Speaking with the Los Angeles Times, Scorsese said he wants to strip religion of its negative accretions and go back to the “original impulse” that makes spirituality attractive.

The film, set to run for some 80 minutes, will explore Jesus’ core teachings in a fresh way that allows people to see them in a new light.

“I’m trying to find a new way to make it more accessible and take away the negative onus of what has been associated with organized religion,” Scorsese told L.A. Times columnist Glenn Whipp.

In his interview, Scorsese said that several of his past films, including Kundun, The Last Temptation of Christ, and even Gangs of New York, sought to find ways into “redemption and the human condition and how we deal with the negative things inside us.”

He went on to say that it is “a fear of a society and culture that’s corrupted because of its lack of grounding in morality and spirituality. Not religion. Spirituality. Denying that.”

“So for me, it’s finding my own way in a … if you want to say the term ‘religious’ sense, but I hate to use that language, because it’s misinterpreted often,” he said. “But there’s basic fundamental beliefs that I have — or I’m trying to have — and I’m using these films to find it.”

Pope Francis and US director Martin Scorsese (R) shake hands within an intergenerational dialogue themed 'The Wisdom of Time' with some young people and a group of elderly people at the Augustinianum Patristic Institute of higher education in Rome on October 23, 2018. (Photo by Alberto PIZZOLI / AFP) (Photo credit should read ALBERTO PIZZOLI/AFP/Getty Images)

File/Pope Francis and U.S. director Martin Scorsese (R) shake hands within an intergenerational dialogue themed ‘The Wisdom of Time’ with some young people and a group of elderly people  in Rome on October 23, 2018. (ALBERTO PIZZOLI/AFP/Getty Images)

“Right now, ‘religion,’ you say that word and everyone is up in arms because it’s failed in so many ways,” Scorsese said. “But that doesn’t mean necessarily that the initial impulse was wrong.
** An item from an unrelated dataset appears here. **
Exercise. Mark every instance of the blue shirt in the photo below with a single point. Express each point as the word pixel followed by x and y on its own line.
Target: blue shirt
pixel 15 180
Let’s get back.”

“Let’s just think about it. You may reject it. But it might make a difference in how you live your life — even in rejecting it. Don’t dismiss it offhand. That’s all I’m talking about,” he added.

Scorsese also asserted his firm belief in the power of forgiveness to change the world.

Forgiveness is an almost impossible goal for human beings, he said, “but I really believe in it.”

“If we nurture forgiveness, maybe the world could change, ultimately. I’m not saying next year. It could be a thousand years from now, if we’re still around,” he said.

The director said that it was an encounter with Pope Francis that inspired him to make the film.

Last year, Scorsese traveled to Italy with his wife to attend a conference titled the Global Aesthetics of the Catholic Imagination, after which he met briefly with Pope Francis.

He later said, “I have responded to the pope’s appeal to artists in the only way I know how: by imagining and writing a screenplay for a film about Jesus.”